The same course we are still pursuing in the present day.
All our controversies concerning doctrine relate either to the legitimate worship of God, or to the ground of salvation.
As to the former, unquestionably we do exhort men to worship God neither in a frigid nor a careless manner, and while we point out the mode, we neither lose sight of the end, nor omit any thing which is of importance.
We proclaim the glory of God in terms far loftier than it was wont to be proclaimed before, and we earnestly labour to make the perfections in which His glory shines better and better known.
His benefits towards ourselves we extol as eloquently as we can, while we call upon others to reverence His Majesty, render due homage to His greatness, feel due gratitude for His mercies, and unite in showing forth His praise.
In this way there is infused into their hearts that solid confidence which afterwards gives birth to prayer. And in this way, too, each one is trained to genuine self-denial, so that his will being brought into obedience to God, he bids farewell to his own desires.
In short, as God requires us to worship Him in a spiritual manner, so we most zealously urge men to all the sacrifices of spirit which He recommends.”
—John Calvin, The Necessity of Reforming the Church, Trans. Henry Beveridge (London: W.H. Dalton, 1544/1843), 39-40, 43-44.
October 30, 2020
“My hope is built, not upon what I feel in myself, but upon what He felt for me” by John Newton
“The gospel gives me relief.
When I think of the obedience unto death of Jesus Christ in my nature, as a public person, and in behalf of sinners, then I see the law, which I could not obey, completely fulfilled by Him, and the penalty which I had incurred sustained by Him.
I see Him in proportion to the degree of faith in Him, bearing my sins in His own body upon the tree.
I see God well pleased in Him, and for His sake freely justifying the ungodly.
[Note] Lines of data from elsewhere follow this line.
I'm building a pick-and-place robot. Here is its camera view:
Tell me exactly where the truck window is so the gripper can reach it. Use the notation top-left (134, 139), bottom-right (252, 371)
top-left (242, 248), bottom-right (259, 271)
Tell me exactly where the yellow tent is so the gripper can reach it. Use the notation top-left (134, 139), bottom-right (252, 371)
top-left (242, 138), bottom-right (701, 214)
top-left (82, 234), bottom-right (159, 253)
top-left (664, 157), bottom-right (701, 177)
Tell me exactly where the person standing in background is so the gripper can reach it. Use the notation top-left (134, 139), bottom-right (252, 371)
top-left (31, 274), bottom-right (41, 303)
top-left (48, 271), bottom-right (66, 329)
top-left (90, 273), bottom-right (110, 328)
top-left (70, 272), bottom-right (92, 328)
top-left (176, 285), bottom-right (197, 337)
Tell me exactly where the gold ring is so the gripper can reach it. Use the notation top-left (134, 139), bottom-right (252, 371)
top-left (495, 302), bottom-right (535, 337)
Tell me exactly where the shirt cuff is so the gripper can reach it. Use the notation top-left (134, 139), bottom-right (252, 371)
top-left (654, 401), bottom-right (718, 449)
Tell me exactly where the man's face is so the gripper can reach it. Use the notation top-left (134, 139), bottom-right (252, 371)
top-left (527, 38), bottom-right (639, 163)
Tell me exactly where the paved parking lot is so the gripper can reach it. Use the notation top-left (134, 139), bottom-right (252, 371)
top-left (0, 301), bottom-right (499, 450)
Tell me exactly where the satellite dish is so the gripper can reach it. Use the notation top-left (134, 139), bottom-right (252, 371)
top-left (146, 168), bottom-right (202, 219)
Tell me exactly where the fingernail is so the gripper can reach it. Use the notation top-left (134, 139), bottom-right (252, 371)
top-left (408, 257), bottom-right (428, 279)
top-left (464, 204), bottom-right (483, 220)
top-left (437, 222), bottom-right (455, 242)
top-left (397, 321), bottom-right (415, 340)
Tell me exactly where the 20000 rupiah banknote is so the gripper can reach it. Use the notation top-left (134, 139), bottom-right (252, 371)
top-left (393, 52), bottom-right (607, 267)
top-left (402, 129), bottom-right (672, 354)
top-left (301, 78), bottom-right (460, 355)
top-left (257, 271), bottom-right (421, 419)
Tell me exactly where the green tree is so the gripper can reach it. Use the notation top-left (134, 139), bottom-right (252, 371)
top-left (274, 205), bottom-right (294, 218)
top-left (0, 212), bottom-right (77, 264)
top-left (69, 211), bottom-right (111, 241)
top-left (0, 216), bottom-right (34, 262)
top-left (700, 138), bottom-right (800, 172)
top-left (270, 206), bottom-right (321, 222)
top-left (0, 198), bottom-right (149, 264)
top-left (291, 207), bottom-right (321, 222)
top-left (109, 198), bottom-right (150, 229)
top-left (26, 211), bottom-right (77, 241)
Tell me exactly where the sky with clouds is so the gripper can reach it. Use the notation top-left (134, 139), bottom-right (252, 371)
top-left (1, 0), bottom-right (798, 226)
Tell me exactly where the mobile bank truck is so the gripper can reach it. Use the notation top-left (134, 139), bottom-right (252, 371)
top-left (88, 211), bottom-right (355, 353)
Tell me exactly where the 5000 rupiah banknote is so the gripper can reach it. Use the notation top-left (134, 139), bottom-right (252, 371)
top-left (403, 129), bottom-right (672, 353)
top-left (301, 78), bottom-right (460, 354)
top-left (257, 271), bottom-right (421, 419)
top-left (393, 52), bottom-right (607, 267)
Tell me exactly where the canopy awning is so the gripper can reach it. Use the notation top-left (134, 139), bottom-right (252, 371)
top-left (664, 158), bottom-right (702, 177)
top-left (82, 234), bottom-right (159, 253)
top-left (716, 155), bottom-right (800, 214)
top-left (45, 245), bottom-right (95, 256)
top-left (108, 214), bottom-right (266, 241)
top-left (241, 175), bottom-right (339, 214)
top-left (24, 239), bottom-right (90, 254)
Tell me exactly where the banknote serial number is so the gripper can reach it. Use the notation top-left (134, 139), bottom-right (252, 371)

This sight saves me from guilt and fear, removes the obstacles which stood in my way, emboldens my access to the throne of grace, for the influences of His Holy Spirit to subdue my sins, and to make me conformable to my Saviour.
But my hope is built, not upon what I feel in myself, but upon what He felt for me; not upon what I can ever do for Him, but upon what has been done by Him upon my account.
It appears to me becoming the wisdom of God to take such a method of showing His mercy to sinners, as should convince the world, the universe, angels, and men, that His inflexible displeasure against sin, and His regard to the demands of His truth and holiness, must at the same time be equally displayed.
This was effected by bruising His own Son, filling Him with agonies, and delivering Him up to death and the curse of the law, when He appeared as a surety for sinners.
It appears to me, therefore, that, though the blessings of justification and sanctification are coincident, and cannot be separated in the same subject, a believing sinner, yet they are in themselves as distinct and different as any two things can well be.
The one, like life itself, is instantaneous and perfect at once, and takes place the moment the soul is born of God; the other, like the effects of life, growth, and strength, is imperfect and gradual.
The child born today, though weak, and very different from what it will be when its faculties open, and its stature increases, is as truly, and as much, alive as it will ever be. And, if an heir to an estate or a kingdom, has the same right now as it will have when it becomes of age, because this right is derived not from its abilities or stature, but from its birth and parents.
The weakest believer is born of God, and an heir of glory.”
–John Newton, “Letter XIV,” The Works of John Newton, Volume 6 (Carlisle, PA: Banner of Truth, 2015), 6: 247-249.